Menurut Al-Qura’an Surat
Ar-Rum ayat 21 dijelaskan ada tiga kategori bahwa keluarga disebut Sakinah,
Mawaddah dan Rahmah (keluarga yang tenteram, penuh rasa cinta dan kasih
sayang serta bahagia) yaitu sebuah keluarga yang mampu memberikan kebahagiaan,
memberikan rasa cinta dan rasa kasih sayang terhadap seluruh anggota
keluarganya.
Kata mampu juga berarti
keluarga yang mampu memndidik dan membimbing anak dan isteri kepada jalan yang
benar berdasarkan nilai-nilai agama, mampu melanyani secara wajar, mampu
memberikan nafkah lahir maupun batin, mampu bersosialisasi dengan lingkungan
masyarakat serta bertanggung jawab.
Jadi keluarga sakinah
adalah keluarga yang dibina berdasarkan perkawinan yang sah, mampu memenuhi
hajat hidup lahir dan batin, spiritual dan material yang layak, menciptakan
suasana saling cinta dan sayang serta serasi dan seimbang berdasarkan
nilai-nilai keimanan dan ketaqwaan dalam kehidupan keluarga, masyarakat dan
negara.
KUA sebagai institusi
paling bawah Kementerian Agama, diharapkan menjadi ujung tombak sekaligus penggerak utama (prime
mover) dalam memberikan pelayanan prima kepada masyarakat, lebih-lebih
pelaksanaan perkawinan dan rumah tangga dengan segala demensi permasalahanya.
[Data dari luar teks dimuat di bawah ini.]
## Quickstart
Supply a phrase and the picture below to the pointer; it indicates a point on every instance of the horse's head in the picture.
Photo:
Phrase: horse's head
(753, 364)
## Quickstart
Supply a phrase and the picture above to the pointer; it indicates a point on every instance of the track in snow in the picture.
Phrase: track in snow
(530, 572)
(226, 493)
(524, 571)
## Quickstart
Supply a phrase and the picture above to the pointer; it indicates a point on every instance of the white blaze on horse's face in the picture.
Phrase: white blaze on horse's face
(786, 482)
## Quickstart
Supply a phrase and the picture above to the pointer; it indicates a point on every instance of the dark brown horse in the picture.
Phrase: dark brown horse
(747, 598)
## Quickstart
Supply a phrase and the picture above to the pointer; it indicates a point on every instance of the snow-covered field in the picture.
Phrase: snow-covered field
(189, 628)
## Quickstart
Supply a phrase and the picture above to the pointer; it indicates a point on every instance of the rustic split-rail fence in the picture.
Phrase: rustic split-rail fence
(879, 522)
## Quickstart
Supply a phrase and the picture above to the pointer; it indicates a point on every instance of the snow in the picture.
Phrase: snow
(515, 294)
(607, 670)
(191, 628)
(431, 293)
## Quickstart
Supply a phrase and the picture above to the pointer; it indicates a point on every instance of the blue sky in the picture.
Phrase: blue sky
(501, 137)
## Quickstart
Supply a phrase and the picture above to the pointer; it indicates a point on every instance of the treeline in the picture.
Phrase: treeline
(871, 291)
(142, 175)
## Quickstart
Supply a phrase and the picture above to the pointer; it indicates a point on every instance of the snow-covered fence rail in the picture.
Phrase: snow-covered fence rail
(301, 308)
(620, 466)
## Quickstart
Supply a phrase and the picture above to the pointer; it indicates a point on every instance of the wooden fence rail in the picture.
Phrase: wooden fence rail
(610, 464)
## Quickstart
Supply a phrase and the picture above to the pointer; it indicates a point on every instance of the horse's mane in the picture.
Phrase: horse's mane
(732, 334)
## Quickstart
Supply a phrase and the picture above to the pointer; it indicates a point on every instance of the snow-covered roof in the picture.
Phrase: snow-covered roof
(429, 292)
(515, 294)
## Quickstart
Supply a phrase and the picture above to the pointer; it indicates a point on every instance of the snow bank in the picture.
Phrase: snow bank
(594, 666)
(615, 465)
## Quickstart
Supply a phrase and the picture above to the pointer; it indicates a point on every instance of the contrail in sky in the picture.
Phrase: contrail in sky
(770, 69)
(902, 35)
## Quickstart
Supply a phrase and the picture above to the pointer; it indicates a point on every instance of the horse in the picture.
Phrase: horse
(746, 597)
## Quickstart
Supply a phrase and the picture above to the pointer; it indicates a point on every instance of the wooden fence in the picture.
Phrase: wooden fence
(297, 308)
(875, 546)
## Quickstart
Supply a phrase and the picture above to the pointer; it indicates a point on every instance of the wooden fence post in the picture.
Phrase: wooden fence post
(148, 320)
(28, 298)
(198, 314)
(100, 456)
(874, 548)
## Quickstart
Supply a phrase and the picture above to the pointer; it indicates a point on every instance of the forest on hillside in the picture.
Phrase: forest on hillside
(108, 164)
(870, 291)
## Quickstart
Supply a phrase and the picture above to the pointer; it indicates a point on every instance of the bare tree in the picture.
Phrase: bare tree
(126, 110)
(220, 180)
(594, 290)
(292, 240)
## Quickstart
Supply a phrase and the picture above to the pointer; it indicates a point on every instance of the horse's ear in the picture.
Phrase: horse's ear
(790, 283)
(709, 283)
Sehingga visi luhur Kementerian Agama dalam menjadikan agama sebagai inspirator
pembangunan, motivator terwujudnya toleransi beragama serta misi penghayatan
moral dan pendalam spiritual bisa terwujud. Maka lembaga yang pertama dan utama
yang bisa KUA bina adalah keluarga melalui perkawinan.
Peran KUA dalam Menciptakan
Keluarga Sakinah
Masih ingatkah kita,
Tajmahal di India, berdiri megah dan
mewah diukir dengan keringat cinta seorang Shah Jahan untuk isteri tercinta
Mumtaz, begitu juga menara Ifeel di Prancis, menjulang tinggi dan indah dengan cahaya
lampu, terpasang karena cinta. Termasuk Ka’bah di Mekah, dibagun sebagai tempat
dan sarana kecintaan Tuhan dengan mahluk-Nya.
Namun hal tersebut tidak akan terwujud bahkan tidak bermakna bila rasa cinta
yang ada tidak tersalurkan melalui cara yang benar. Sehingga bahtera cinta itu
hanya sebuah keindahan yang kering akan makna dan akhirnya menjadi sebuah aib
karena melanggar keimanan dan agama karena tidak memiliki tujuan akhir dari cinta sejati.
Maka bahtera cinta yang
benar dan bertanggung jawab itu, harus diawali dengan menikah, menikah yang
dirayakan oleh orang-orang berjasa disekitar kita, tetangga ikut menyaksikan
dan mendo’akan, Penghulu ikut mencatat serta orang tua menjadi wali dan mengijabnya.
Dari situlah awal kebahagiaan yang dijanjikan oleh Allah, Sang Pemilik Cinta.
Dengan menikah, ada
jaminan bahwa mereka akan sempurna dalam mengarungi samudera menuju pelabuhan
cinta yang diinginkan yaitu kebahagiaan yang dipraktekkan oleh pesona cinta
manusia-manusia yang beriman dan bertaqwa kepada pemberi cinta yaitu Allah SWT.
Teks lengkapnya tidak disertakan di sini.